So The Way of Jesus is Not About Religion, it's About Reality. -Rob Bell

I think in ink.

Thursday, February 4, 2010

Your #1 source for parenting advice...

A friend and I were talking the other day about how our generation seems to be a different kind of Christian. We read our Bibles and we discern the meaning for ourselves; we don't just take what we're told at face value. And because of those responses we see things differently and want them to change. I find it intriguing that it seems to be a movement. You can say what you want about me and about what I say -- but I'm not the only one and that should move you a little bit.

In a sermon about a month ago (that I didn't take notes on and don't actually remember) something was said that made me think of all of the times growing up my mom would say "well, we don't believe in [x]." or "we believe [y]."

Proverbs 22:6
Train a child in the way he should go, and when he is old he will not turn from it.

Aaron and I joke that we're amazing parents right now in our lives. If you need parenting advice, we're your best source. Of course, once we have kids, that brilliance will all go out the window. My parents didn't have all the answers, but I'll say again, I think I turned out okay.

On his Facebook not too long ago, my father-in-law asked his friends why they thought college aged kids would often leave church and never come back. A lot of the answers had to do with the Proverb above -- that parents must have not done it properly or their children never would have left the church.
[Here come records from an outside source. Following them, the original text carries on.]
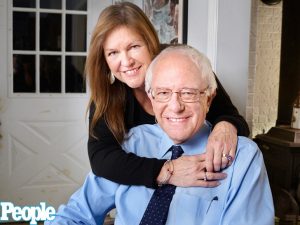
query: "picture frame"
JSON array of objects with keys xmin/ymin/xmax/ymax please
[{"xmin": 113, "ymin": 0, "xmax": 188, "ymax": 44}]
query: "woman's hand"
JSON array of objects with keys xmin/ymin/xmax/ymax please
[
  {"xmin": 157, "ymin": 153, "xmax": 227, "ymax": 187},
  {"xmin": 205, "ymin": 121, "xmax": 237, "ymax": 172}
]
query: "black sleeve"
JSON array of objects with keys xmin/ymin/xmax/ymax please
[
  {"xmin": 88, "ymin": 105, "xmax": 165, "ymax": 188},
  {"xmin": 206, "ymin": 74, "xmax": 250, "ymax": 137}
]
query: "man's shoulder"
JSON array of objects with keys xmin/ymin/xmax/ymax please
[
  {"xmin": 123, "ymin": 124, "xmax": 165, "ymax": 156},
  {"xmin": 236, "ymin": 136, "xmax": 261, "ymax": 161}
]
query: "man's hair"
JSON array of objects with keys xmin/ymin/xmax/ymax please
[{"xmin": 145, "ymin": 45, "xmax": 217, "ymax": 96}]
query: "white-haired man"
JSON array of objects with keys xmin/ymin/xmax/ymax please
[{"xmin": 47, "ymin": 46, "xmax": 274, "ymax": 225}]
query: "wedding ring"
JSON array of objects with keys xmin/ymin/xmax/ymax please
[
  {"xmin": 223, "ymin": 153, "xmax": 232, "ymax": 161},
  {"xmin": 203, "ymin": 172, "xmax": 207, "ymax": 181}
]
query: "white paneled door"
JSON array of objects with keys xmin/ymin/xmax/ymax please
[{"xmin": 0, "ymin": 0, "xmax": 98, "ymax": 211}]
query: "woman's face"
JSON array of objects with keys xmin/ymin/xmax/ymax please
[{"xmin": 103, "ymin": 26, "xmax": 152, "ymax": 88}]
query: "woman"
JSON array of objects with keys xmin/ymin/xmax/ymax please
[{"xmin": 86, "ymin": 2, "xmax": 249, "ymax": 188}]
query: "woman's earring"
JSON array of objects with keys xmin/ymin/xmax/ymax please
[{"xmin": 109, "ymin": 72, "xmax": 116, "ymax": 84}]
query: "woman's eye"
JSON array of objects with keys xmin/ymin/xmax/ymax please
[{"xmin": 107, "ymin": 51, "xmax": 117, "ymax": 56}]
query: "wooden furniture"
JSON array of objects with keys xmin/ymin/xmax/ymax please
[{"xmin": 254, "ymin": 126, "xmax": 300, "ymax": 221}]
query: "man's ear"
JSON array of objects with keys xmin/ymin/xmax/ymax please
[{"xmin": 207, "ymin": 91, "xmax": 217, "ymax": 109}]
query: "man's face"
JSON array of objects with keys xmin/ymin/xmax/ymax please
[{"xmin": 149, "ymin": 52, "xmax": 211, "ymax": 144}]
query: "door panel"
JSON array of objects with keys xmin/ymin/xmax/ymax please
[{"xmin": 0, "ymin": 0, "xmax": 94, "ymax": 209}]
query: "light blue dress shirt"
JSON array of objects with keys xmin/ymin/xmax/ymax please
[{"xmin": 45, "ymin": 123, "xmax": 274, "ymax": 225}]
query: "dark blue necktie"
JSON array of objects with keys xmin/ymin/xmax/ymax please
[{"xmin": 140, "ymin": 145, "xmax": 183, "ymax": 225}]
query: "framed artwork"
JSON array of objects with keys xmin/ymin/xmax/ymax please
[{"xmin": 113, "ymin": 0, "xmax": 188, "ymax": 44}]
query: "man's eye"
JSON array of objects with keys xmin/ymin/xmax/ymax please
[
  {"xmin": 156, "ymin": 91, "xmax": 170, "ymax": 97},
  {"xmin": 131, "ymin": 45, "xmax": 140, "ymax": 48},
  {"xmin": 181, "ymin": 91, "xmax": 196, "ymax": 96}
]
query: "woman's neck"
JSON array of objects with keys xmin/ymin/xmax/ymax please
[{"xmin": 133, "ymin": 87, "xmax": 154, "ymax": 116}]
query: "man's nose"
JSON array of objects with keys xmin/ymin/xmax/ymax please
[{"xmin": 168, "ymin": 92, "xmax": 184, "ymax": 112}]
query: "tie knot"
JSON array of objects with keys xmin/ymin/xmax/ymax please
[{"xmin": 171, "ymin": 145, "xmax": 183, "ymax": 159}]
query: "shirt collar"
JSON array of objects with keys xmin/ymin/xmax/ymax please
[{"xmin": 156, "ymin": 121, "xmax": 211, "ymax": 159}]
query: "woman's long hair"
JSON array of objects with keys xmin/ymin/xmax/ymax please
[{"xmin": 85, "ymin": 2, "xmax": 159, "ymax": 143}]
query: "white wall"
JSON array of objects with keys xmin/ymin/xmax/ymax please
[{"xmin": 188, "ymin": 0, "xmax": 251, "ymax": 116}]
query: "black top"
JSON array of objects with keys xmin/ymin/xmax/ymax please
[{"xmin": 88, "ymin": 75, "xmax": 249, "ymax": 188}]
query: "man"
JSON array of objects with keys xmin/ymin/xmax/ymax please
[{"xmin": 47, "ymin": 46, "xmax": 274, "ymax": 225}]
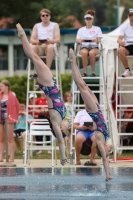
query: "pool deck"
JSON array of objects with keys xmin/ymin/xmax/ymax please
[{"xmin": 0, "ymin": 159, "xmax": 133, "ymax": 168}]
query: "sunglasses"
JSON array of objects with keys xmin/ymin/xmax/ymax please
[
  {"xmin": 41, "ymin": 14, "xmax": 49, "ymax": 17},
  {"xmin": 85, "ymin": 17, "xmax": 92, "ymax": 20}
]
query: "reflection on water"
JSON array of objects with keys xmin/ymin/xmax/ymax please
[{"xmin": 0, "ymin": 167, "xmax": 133, "ymax": 200}]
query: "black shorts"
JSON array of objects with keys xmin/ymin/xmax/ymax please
[
  {"xmin": 14, "ymin": 129, "xmax": 25, "ymax": 137},
  {"xmin": 125, "ymin": 44, "xmax": 133, "ymax": 55}
]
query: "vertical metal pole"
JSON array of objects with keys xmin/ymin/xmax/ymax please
[
  {"xmin": 117, "ymin": 0, "xmax": 120, "ymax": 26},
  {"xmin": 4, "ymin": 113, "xmax": 8, "ymax": 162}
]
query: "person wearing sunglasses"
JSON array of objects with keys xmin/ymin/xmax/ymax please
[
  {"xmin": 30, "ymin": 8, "xmax": 60, "ymax": 78},
  {"xmin": 117, "ymin": 8, "xmax": 133, "ymax": 77},
  {"xmin": 76, "ymin": 10, "xmax": 102, "ymax": 77}
]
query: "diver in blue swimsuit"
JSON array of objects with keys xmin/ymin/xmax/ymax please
[
  {"xmin": 16, "ymin": 24, "xmax": 67, "ymax": 165},
  {"xmin": 69, "ymin": 49, "xmax": 113, "ymax": 181}
]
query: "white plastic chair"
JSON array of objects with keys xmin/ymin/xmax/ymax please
[{"xmin": 24, "ymin": 120, "xmax": 54, "ymax": 167}]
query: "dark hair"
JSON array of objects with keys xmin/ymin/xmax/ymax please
[{"xmin": 85, "ymin": 10, "xmax": 95, "ymax": 17}]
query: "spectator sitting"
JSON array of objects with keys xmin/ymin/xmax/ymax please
[
  {"xmin": 14, "ymin": 104, "xmax": 33, "ymax": 153},
  {"xmin": 30, "ymin": 8, "xmax": 60, "ymax": 78},
  {"xmin": 28, "ymin": 93, "xmax": 37, "ymax": 118},
  {"xmin": 117, "ymin": 8, "xmax": 133, "ymax": 77},
  {"xmin": 76, "ymin": 10, "xmax": 102, "ymax": 77},
  {"xmin": 0, "ymin": 80, "xmax": 19, "ymax": 162},
  {"xmin": 74, "ymin": 110, "xmax": 97, "ymax": 166}
]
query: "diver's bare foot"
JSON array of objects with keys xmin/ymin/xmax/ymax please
[
  {"xmin": 68, "ymin": 49, "xmax": 76, "ymax": 62},
  {"xmin": 105, "ymin": 175, "xmax": 113, "ymax": 181},
  {"xmin": 16, "ymin": 24, "xmax": 25, "ymax": 38}
]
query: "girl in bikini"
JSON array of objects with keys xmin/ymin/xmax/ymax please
[
  {"xmin": 69, "ymin": 49, "xmax": 112, "ymax": 181},
  {"xmin": 16, "ymin": 24, "xmax": 67, "ymax": 165}
]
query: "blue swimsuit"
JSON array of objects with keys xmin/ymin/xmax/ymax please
[
  {"xmin": 87, "ymin": 104, "xmax": 109, "ymax": 141},
  {"xmin": 39, "ymin": 78, "xmax": 66, "ymax": 119}
]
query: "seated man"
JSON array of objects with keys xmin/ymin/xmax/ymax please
[
  {"xmin": 117, "ymin": 8, "xmax": 133, "ymax": 77},
  {"xmin": 30, "ymin": 8, "xmax": 60, "ymax": 78},
  {"xmin": 74, "ymin": 110, "xmax": 96, "ymax": 166},
  {"xmin": 14, "ymin": 104, "xmax": 33, "ymax": 153},
  {"xmin": 76, "ymin": 10, "xmax": 102, "ymax": 77}
]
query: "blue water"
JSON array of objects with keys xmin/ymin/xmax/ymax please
[{"xmin": 0, "ymin": 167, "xmax": 133, "ymax": 200}]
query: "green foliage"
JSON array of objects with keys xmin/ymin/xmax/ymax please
[{"xmin": 0, "ymin": 74, "xmax": 71, "ymax": 104}]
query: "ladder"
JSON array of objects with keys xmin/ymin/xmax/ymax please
[
  {"xmin": 114, "ymin": 56, "xmax": 133, "ymax": 162},
  {"xmin": 70, "ymin": 44, "xmax": 112, "ymax": 161},
  {"xmin": 24, "ymin": 44, "xmax": 62, "ymax": 166}
]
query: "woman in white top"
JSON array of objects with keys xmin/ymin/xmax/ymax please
[{"xmin": 76, "ymin": 10, "xmax": 102, "ymax": 77}]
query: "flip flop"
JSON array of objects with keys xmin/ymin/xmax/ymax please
[{"xmin": 81, "ymin": 72, "xmax": 87, "ymax": 77}]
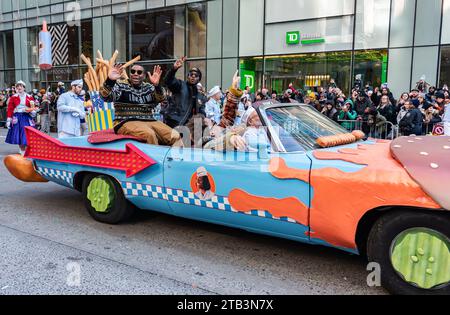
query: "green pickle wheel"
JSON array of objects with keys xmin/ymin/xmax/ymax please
[
  {"xmin": 87, "ymin": 177, "xmax": 116, "ymax": 213},
  {"xmin": 391, "ymin": 228, "xmax": 450, "ymax": 290}
]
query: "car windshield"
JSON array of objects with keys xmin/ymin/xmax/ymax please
[{"xmin": 265, "ymin": 105, "xmax": 348, "ymax": 152}]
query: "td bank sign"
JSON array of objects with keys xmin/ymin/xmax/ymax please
[{"xmin": 286, "ymin": 31, "xmax": 325, "ymax": 45}]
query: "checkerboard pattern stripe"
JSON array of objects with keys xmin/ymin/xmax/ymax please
[
  {"xmin": 122, "ymin": 182, "xmax": 297, "ymax": 223},
  {"xmin": 36, "ymin": 167, "xmax": 73, "ymax": 187}
]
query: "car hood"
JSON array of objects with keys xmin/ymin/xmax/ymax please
[{"xmin": 391, "ymin": 136, "xmax": 450, "ymax": 210}]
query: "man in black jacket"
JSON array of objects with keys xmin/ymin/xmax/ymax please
[
  {"xmin": 399, "ymin": 101, "xmax": 423, "ymax": 136},
  {"xmin": 164, "ymin": 57, "xmax": 206, "ymax": 128}
]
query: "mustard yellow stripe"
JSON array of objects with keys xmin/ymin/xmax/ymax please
[
  {"xmin": 100, "ymin": 111, "xmax": 108, "ymax": 130},
  {"xmin": 94, "ymin": 112, "xmax": 101, "ymax": 131}
]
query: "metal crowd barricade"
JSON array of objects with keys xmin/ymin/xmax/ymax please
[{"xmin": 338, "ymin": 120, "xmax": 399, "ymax": 140}]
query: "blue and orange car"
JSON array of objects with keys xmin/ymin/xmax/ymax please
[{"xmin": 5, "ymin": 102, "xmax": 450, "ymax": 294}]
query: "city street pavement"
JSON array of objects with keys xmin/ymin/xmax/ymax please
[{"xmin": 0, "ymin": 129, "xmax": 386, "ymax": 295}]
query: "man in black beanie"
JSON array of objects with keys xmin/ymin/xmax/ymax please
[{"xmin": 164, "ymin": 57, "xmax": 206, "ymax": 128}]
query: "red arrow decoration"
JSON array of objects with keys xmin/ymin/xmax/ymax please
[{"xmin": 25, "ymin": 127, "xmax": 157, "ymax": 178}]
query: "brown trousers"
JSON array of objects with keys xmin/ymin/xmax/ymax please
[{"xmin": 118, "ymin": 121, "xmax": 181, "ymax": 146}]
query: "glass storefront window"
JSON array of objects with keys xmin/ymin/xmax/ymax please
[
  {"xmin": 131, "ymin": 7, "xmax": 185, "ymax": 60},
  {"xmin": 265, "ymin": 52, "xmax": 351, "ymax": 94},
  {"xmin": 80, "ymin": 20, "xmax": 95, "ymax": 63},
  {"xmin": 27, "ymin": 27, "xmax": 39, "ymax": 67},
  {"xmin": 353, "ymin": 50, "xmax": 388, "ymax": 87},
  {"xmin": 0, "ymin": 70, "xmax": 16, "ymax": 88},
  {"xmin": 67, "ymin": 26, "xmax": 80, "ymax": 65},
  {"xmin": 187, "ymin": 3, "xmax": 206, "ymax": 58},
  {"xmin": 114, "ymin": 15, "xmax": 130, "ymax": 62},
  {"xmin": 239, "ymin": 57, "xmax": 263, "ymax": 93},
  {"xmin": 1, "ymin": 32, "xmax": 16, "ymax": 69}
]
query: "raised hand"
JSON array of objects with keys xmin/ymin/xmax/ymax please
[
  {"xmin": 108, "ymin": 64, "xmax": 123, "ymax": 81},
  {"xmin": 147, "ymin": 66, "xmax": 162, "ymax": 86},
  {"xmin": 232, "ymin": 70, "xmax": 241, "ymax": 89},
  {"xmin": 230, "ymin": 135, "xmax": 247, "ymax": 151},
  {"xmin": 173, "ymin": 57, "xmax": 187, "ymax": 70}
]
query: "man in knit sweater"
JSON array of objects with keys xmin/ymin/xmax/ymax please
[{"xmin": 100, "ymin": 65, "xmax": 181, "ymax": 146}]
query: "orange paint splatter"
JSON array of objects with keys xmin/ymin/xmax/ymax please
[
  {"xmin": 228, "ymin": 189, "xmax": 308, "ymax": 226},
  {"xmin": 270, "ymin": 141, "xmax": 441, "ymax": 249}
]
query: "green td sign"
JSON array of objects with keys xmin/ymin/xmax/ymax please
[
  {"xmin": 286, "ymin": 31, "xmax": 300, "ymax": 45},
  {"xmin": 241, "ymin": 68, "xmax": 256, "ymax": 92},
  {"xmin": 286, "ymin": 31, "xmax": 325, "ymax": 45}
]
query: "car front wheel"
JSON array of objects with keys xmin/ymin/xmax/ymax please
[
  {"xmin": 83, "ymin": 174, "xmax": 134, "ymax": 224},
  {"xmin": 367, "ymin": 211, "xmax": 450, "ymax": 295}
]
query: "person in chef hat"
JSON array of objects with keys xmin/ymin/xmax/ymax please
[{"xmin": 195, "ymin": 167, "xmax": 215, "ymax": 200}]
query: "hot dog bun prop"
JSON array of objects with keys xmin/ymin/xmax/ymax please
[
  {"xmin": 3, "ymin": 155, "xmax": 48, "ymax": 183},
  {"xmin": 317, "ymin": 130, "xmax": 366, "ymax": 148}
]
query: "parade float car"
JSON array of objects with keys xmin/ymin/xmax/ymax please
[{"xmin": 5, "ymin": 102, "xmax": 450, "ymax": 294}]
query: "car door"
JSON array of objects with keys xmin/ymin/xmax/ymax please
[{"xmin": 164, "ymin": 148, "xmax": 311, "ymax": 241}]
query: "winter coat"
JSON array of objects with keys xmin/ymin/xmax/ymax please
[
  {"xmin": 164, "ymin": 68, "xmax": 206, "ymax": 128},
  {"xmin": 377, "ymin": 104, "xmax": 397, "ymax": 125},
  {"xmin": 399, "ymin": 108, "xmax": 423, "ymax": 136}
]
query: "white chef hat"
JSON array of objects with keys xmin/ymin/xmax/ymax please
[
  {"xmin": 208, "ymin": 86, "xmax": 222, "ymax": 97},
  {"xmin": 242, "ymin": 106, "xmax": 256, "ymax": 124}
]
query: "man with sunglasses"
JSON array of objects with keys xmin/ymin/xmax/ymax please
[
  {"xmin": 164, "ymin": 57, "xmax": 206, "ymax": 128},
  {"xmin": 100, "ymin": 65, "xmax": 181, "ymax": 146}
]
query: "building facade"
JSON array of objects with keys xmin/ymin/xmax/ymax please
[{"xmin": 0, "ymin": 0, "xmax": 450, "ymax": 97}]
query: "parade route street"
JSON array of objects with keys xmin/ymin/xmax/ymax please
[{"xmin": 0, "ymin": 129, "xmax": 386, "ymax": 295}]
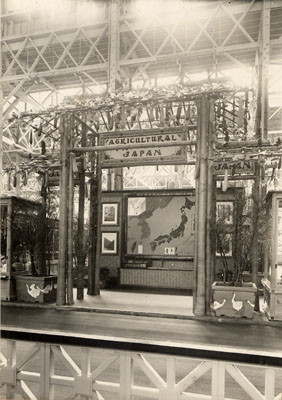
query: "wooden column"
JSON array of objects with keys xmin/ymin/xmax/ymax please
[
  {"xmin": 193, "ymin": 102, "xmax": 201, "ymax": 313},
  {"xmin": 77, "ymin": 117, "xmax": 86, "ymax": 300},
  {"xmin": 40, "ymin": 171, "xmax": 48, "ymax": 275},
  {"xmin": 256, "ymin": 0, "xmax": 270, "ymax": 139},
  {"xmin": 205, "ymin": 99, "xmax": 216, "ymax": 315},
  {"xmin": 251, "ymin": 163, "xmax": 261, "ymax": 311},
  {"xmin": 67, "ymin": 126, "xmax": 75, "ymax": 305},
  {"xmin": 94, "ymin": 153, "xmax": 102, "ymax": 295},
  {"xmin": 0, "ymin": 9, "xmax": 3, "ymax": 194},
  {"xmin": 195, "ymin": 95, "xmax": 209, "ymax": 316},
  {"xmin": 57, "ymin": 114, "xmax": 69, "ymax": 306},
  {"xmin": 87, "ymin": 138, "xmax": 98, "ymax": 295}
]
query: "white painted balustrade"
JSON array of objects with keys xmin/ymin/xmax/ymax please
[{"xmin": 0, "ymin": 339, "xmax": 282, "ymax": 400}]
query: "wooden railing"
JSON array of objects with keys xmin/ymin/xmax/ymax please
[{"xmin": 0, "ymin": 328, "xmax": 282, "ymax": 400}]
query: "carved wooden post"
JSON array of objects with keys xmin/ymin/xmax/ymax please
[
  {"xmin": 195, "ymin": 95, "xmax": 209, "ymax": 316},
  {"xmin": 77, "ymin": 117, "xmax": 86, "ymax": 300},
  {"xmin": 57, "ymin": 114, "xmax": 69, "ymax": 306}
]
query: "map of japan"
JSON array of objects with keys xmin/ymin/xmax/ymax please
[{"xmin": 127, "ymin": 196, "xmax": 195, "ymax": 257}]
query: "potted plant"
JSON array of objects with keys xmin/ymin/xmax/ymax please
[
  {"xmin": 212, "ymin": 191, "xmax": 264, "ymax": 318},
  {"xmin": 13, "ymin": 184, "xmax": 57, "ymax": 303}
]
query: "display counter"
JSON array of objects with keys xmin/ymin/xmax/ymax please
[{"xmin": 120, "ymin": 267, "xmax": 193, "ymax": 289}]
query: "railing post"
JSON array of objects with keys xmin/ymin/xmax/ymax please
[
  {"xmin": 265, "ymin": 368, "xmax": 275, "ymax": 400},
  {"xmin": 211, "ymin": 361, "xmax": 225, "ymax": 400},
  {"xmin": 119, "ymin": 351, "xmax": 133, "ymax": 400},
  {"xmin": 5, "ymin": 340, "xmax": 17, "ymax": 400},
  {"xmin": 40, "ymin": 343, "xmax": 54, "ymax": 400}
]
The thing about this verse though is that it is true in every culture outside of our own too.

I remember I had a Jewish friend in first grade and when I asked my mom about it her reply was something like: "Jews are people who don't believe Jesus is the Messiah."

I can just imagine Sarah going home and asking her mom about me, her mom would have said something like: "Christians are people who believe that the Messiah has already come."

Both would have ended something like this: "but we don't believe that because we believe..."

Working at Sonlight I have learned a lot about the value of the parent as the teacher. In families, like mine, where the parent chose to send their child to school, they were still the first teacher. They have every right in the world to raise their children in up in a faith that they believe without a shadow of a doubt is the right way. But the thing about the Proverb to me is this, you can do everything exactly right in raising your child and they might grow up to denounce everything about it, 100%.

When I was a freshman in college, I had the most amazing Old Testament professor. He knew that, as a pre-req for most everything else at a Christian University, the majority of his classes would be filled with freshman and sophomore students. These kids were fresh out of their parents homes, out of the churches they'd gone too for years -- and he used that to his advantage. See, the purpose of his teaching was that by the end of the semester, your faith would stand on its own two feet by its own influence and not by what Mommy and Daddy had always taught you.

People left these classes in tears, they felt like their entire world and everything about the way they had been brought up had been rocked and they didn't know how to handle it. Suddenly "the way they should go" didn't seem so clear. And from that point forward it was either sink or swim. You either knew without a shadow of a doubt that this was the faith you knew to be true -- or you believed that your parents were mislead liars who simply didn't know any better.

Of course, college students world wide didn't all have the identical experience that I had -- but I think my experience makes a valid point.

It's interesting, then, to think back to that conversation I had with my friend the other day. Why does our generation see things differently? Why do we want to know the truth for ourselves?